4

First a little bit of context: I'm trying to identify street addresses in a corpus of documents and we decided that the obvious solution for this would be to use an NLP (Apache OpenNLP in this case) tool to achieve this and so far everything looks great although we still need to train the model with a lot of documents, but that's not really an issue. We improved the solution by adding a extra step for address validation by using the USAddress parser from Datamade. My biggest issue is the fact that the addresses by themselves are nothing without a location next to them, sometimes the location is specified in the text and we will assume that this happens quite often.

Here comes my question: Is there someway to use coreference to associate the entities in the text? Or better yet is there a way to annotate arbitrary words in the text and identify them as being one entity?

I've been looking at the Apache OpenNLP documentation but...it's pretty thin and I think it still needs some work.

  • What do you mean "location"? What's an example of an address with an associated location? – fgregg Jul 01 '16 at 01:10
  • Let's take for example this sentence: "Located at **909 West Temple St.** in the development-heavy Civic Center submarket of **Los Angeles** , the community totals 526 units." in this case Los Angeles would be the location. – Tudor Marghidanu Jul 01 '16 at 08:03
  • So "los Angeles" is a "location"? – fgregg Jul 01 '16 at 13:50
  • In this case yes. What I'm trying to say is that we have to types of entities and I want to establish a relationship between them. One entity is **Address** and the other is **Location**, what I need is a relation between them. I'm curious if I can do that with OpenNLP. – Tudor Marghidanu Jul 01 '16 at 13:52

3 Answers3

1

If you want to use coreference for this problem, you can have a look at this blog

But a simpler solution would be using a sentence detector+ RegEx or a location NER+ sentence detector(presuming addresses are in a single line)

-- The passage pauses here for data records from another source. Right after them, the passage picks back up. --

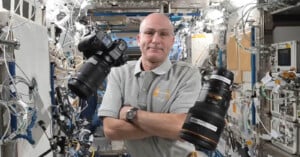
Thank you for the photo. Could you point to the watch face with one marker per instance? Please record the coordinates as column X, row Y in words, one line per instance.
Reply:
column 131, row 114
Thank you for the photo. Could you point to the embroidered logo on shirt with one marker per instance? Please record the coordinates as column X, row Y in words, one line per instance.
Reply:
column 162, row 94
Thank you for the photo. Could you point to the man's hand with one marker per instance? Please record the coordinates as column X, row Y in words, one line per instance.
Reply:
column 123, row 111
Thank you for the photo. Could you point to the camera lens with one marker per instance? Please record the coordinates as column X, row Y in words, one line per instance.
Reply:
column 90, row 76
column 206, row 119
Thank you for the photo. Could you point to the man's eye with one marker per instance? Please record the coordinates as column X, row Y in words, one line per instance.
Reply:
column 149, row 33
column 164, row 34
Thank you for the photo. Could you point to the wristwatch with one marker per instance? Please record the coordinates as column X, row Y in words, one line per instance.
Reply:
column 131, row 114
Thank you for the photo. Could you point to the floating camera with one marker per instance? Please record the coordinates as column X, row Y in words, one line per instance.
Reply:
column 206, row 119
column 102, row 53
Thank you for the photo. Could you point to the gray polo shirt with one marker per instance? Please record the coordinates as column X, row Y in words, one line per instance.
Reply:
column 169, row 88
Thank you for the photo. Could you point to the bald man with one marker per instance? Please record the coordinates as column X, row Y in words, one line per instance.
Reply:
column 146, row 101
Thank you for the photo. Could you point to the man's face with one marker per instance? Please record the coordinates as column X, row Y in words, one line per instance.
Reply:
column 155, row 39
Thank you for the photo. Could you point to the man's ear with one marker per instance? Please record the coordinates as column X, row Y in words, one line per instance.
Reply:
column 138, row 39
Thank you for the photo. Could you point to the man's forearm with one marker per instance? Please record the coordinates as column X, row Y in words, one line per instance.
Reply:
column 117, row 129
column 166, row 125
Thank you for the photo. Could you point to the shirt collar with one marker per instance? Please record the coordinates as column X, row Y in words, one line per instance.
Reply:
column 162, row 69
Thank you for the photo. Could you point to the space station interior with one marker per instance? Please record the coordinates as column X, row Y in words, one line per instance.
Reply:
column 47, row 48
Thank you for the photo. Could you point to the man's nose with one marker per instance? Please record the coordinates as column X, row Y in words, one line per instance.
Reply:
column 156, row 37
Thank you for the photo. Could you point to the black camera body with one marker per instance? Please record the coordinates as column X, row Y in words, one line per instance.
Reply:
column 102, row 53
column 206, row 119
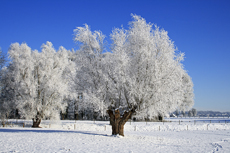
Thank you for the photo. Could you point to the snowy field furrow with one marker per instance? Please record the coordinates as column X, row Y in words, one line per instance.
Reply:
column 90, row 136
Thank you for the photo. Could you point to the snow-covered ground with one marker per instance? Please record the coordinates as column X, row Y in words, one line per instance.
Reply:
column 87, row 136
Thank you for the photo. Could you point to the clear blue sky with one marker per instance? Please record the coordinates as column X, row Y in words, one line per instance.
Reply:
column 199, row 28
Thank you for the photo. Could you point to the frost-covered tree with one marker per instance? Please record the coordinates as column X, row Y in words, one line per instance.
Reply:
column 38, row 81
column 190, row 113
column 142, row 74
column 4, row 109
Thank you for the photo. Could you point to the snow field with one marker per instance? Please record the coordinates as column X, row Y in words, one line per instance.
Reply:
column 87, row 136
column 174, row 125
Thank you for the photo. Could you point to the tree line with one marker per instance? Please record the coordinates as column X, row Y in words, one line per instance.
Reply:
column 141, row 74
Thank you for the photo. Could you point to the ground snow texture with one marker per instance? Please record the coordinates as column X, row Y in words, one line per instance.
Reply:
column 87, row 136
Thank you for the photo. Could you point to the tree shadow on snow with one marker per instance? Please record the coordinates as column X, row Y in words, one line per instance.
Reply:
column 49, row 131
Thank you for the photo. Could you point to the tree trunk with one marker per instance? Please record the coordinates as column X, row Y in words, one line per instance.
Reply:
column 36, row 123
column 118, row 122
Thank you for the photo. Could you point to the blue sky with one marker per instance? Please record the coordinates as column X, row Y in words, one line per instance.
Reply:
column 199, row 28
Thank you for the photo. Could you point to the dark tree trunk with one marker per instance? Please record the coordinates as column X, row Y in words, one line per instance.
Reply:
column 118, row 122
column 36, row 123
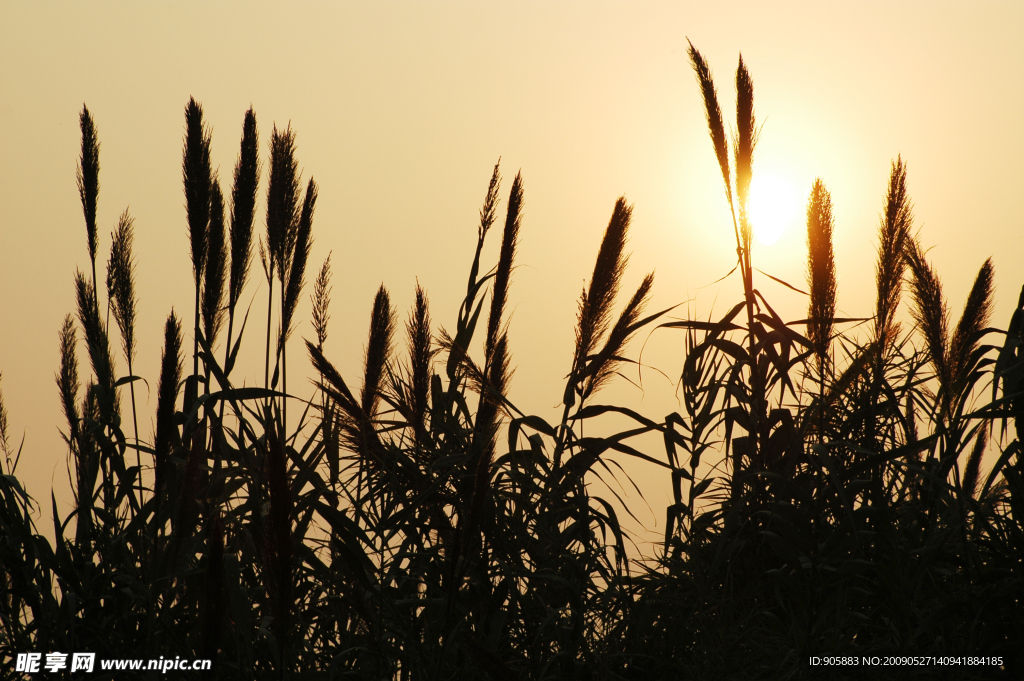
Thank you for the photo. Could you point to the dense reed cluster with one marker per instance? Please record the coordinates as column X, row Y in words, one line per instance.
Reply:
column 829, row 492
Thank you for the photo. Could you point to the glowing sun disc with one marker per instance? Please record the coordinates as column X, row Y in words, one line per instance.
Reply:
column 772, row 207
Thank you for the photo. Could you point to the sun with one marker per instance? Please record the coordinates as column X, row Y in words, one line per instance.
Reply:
column 772, row 207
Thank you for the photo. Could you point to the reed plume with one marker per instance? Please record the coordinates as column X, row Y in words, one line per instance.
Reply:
column 282, row 220
column 596, row 302
column 743, row 146
column 214, row 273
column 975, row 318
column 244, row 208
column 379, row 348
column 322, row 302
column 894, row 233
column 88, row 181
column 282, row 201
column 713, row 114
column 3, row 430
column 820, row 272
column 607, row 360
column 297, row 266
column 67, row 381
column 121, row 291
column 930, row 312
column 973, row 468
column 197, row 178
column 99, row 349
column 489, row 209
column 213, row 605
column 278, row 536
column 421, row 356
column 171, row 367
column 510, row 240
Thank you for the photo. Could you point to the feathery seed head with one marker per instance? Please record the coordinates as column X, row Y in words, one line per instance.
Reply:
column 322, row 302
column 216, row 249
column 88, row 177
column 894, row 233
column 68, row 378
column 197, row 177
column 300, row 255
column 930, row 310
column 244, row 207
column 510, row 239
column 820, row 270
column 714, row 114
column 282, row 202
column 379, row 349
column 121, row 283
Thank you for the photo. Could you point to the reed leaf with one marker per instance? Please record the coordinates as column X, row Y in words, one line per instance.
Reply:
column 282, row 202
column 67, row 380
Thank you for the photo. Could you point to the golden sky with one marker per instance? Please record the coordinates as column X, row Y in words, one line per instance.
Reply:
column 401, row 109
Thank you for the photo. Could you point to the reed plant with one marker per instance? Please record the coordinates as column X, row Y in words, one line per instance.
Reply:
column 829, row 493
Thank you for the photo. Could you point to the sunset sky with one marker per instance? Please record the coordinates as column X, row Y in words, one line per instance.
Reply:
column 401, row 109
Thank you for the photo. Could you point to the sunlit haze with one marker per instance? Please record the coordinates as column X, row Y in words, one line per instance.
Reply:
column 402, row 109
column 773, row 207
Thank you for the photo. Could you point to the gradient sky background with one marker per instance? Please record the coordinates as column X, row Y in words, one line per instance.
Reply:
column 401, row 109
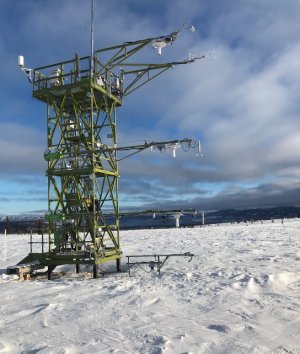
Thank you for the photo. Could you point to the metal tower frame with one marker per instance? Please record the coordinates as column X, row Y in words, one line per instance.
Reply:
column 82, row 96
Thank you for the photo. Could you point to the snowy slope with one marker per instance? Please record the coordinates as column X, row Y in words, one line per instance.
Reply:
column 240, row 294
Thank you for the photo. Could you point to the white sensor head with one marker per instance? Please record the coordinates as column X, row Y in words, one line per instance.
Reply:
column 21, row 61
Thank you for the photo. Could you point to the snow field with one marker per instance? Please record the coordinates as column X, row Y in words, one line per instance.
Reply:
column 239, row 294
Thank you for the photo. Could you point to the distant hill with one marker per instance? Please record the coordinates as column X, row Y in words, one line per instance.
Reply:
column 24, row 223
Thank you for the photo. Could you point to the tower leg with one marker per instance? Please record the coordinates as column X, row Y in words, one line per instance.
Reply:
column 77, row 268
column 95, row 271
column 119, row 265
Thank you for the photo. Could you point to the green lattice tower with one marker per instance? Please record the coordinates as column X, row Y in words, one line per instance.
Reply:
column 82, row 178
column 82, row 96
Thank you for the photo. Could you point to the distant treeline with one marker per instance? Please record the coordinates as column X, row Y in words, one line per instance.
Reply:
column 17, row 225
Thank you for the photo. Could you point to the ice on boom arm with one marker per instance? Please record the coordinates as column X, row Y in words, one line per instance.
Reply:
column 112, row 67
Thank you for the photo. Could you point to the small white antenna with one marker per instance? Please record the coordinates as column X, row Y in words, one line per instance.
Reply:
column 26, row 71
column 161, row 42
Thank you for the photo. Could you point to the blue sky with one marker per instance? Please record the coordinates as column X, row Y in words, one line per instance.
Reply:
column 244, row 105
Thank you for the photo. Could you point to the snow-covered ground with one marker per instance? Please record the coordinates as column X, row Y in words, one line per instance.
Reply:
column 239, row 294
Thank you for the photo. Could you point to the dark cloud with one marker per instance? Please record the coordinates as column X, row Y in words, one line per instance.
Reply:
column 244, row 105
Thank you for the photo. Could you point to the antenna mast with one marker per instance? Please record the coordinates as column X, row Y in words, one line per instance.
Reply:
column 92, row 38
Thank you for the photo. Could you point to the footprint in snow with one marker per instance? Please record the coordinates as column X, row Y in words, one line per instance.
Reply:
column 219, row 328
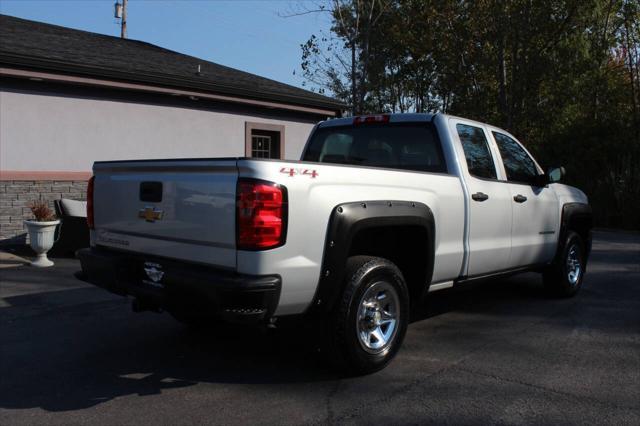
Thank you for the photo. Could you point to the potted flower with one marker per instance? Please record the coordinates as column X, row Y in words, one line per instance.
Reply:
column 41, row 232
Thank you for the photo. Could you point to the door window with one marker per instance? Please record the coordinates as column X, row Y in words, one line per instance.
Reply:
column 517, row 163
column 476, row 151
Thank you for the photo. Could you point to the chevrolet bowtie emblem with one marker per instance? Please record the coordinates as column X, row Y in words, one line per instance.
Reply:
column 150, row 214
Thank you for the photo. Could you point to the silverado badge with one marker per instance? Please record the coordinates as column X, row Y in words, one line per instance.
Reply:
column 150, row 214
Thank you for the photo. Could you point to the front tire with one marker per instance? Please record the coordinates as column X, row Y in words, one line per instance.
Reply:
column 370, row 320
column 564, row 277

I think the US addresses can be identified using a Regular Expression and once the regex matches, you can use opennlp's sentence detector to print the whole address line.

Similarly you can use NER model provided by opennlp to find locations and print the sentence you want.

Hope this helps!

edit

this Github Repo made it simple for us. Check it out!

iamgr007
  • 966
  • 1
  • 8
  • 28
  • We already can identify the street address and we also identify locations (via Clavin) the thing is that I have to link one address with a location. One simple solution would be to mix and match addresses and locations and geocode them together but that could give false positives. – Tudor Marghidanu Jul 01 '16 at 08:06
  • does the Street address have pincode? you can get the location from that right?? – iamgr007 Jul 01 '16 at 08:12
  • you can do something like a simple if conditon if the location and address are in the same sentence. But try coreference and tell us if it works. all the best – iamgr007 Jul 01 '16 at 08:22
  • Thanks, I'll try to look for locations first. Coreference seems to be a bit problematic, especially since there's no documentation for it in the OpenNLP manual. – Tudor Marghidanu Jul 01 '16 at 08:57
  • @TudorMarghidanu check out that repo I mentioned in the edit. Hope that helps! – iamgr007 Jul 03 '16 at 16:51
0

OpenNLP does not provide a coreference resolution module.
You have to use either Stanford or Illinois or Berkeley system to accomplish the task. They may not work out of the box, you may have to do some parameter tuning or supervised training to achieve reasonable performance.

@edit
Thanks @Alaye for pointing out that OpenNLP does have a coref module, for more details see his answer.

Thanks

Vihari Piratla
  • 8,308
  • 4
  • 20
  • 26
  • 1
    opennlp has coreference resolution, refer to this [blog](http://blog.dpdearing.com/2012/11/making-coreference-resolution-with-opennlp-1-5-0-your-bitch/) – iamgr007 Jul 01 '16 at 06:15
0

Ok, several months later! It wasn't Coref what I was after... what I as actually looking for was Relation Extraction (Information Extraction). I used MITIE (BinaryRelation) and that did the trick, I trained my own model using Brat annotation tool and I got an F1 score of 0.81. Pretty neat...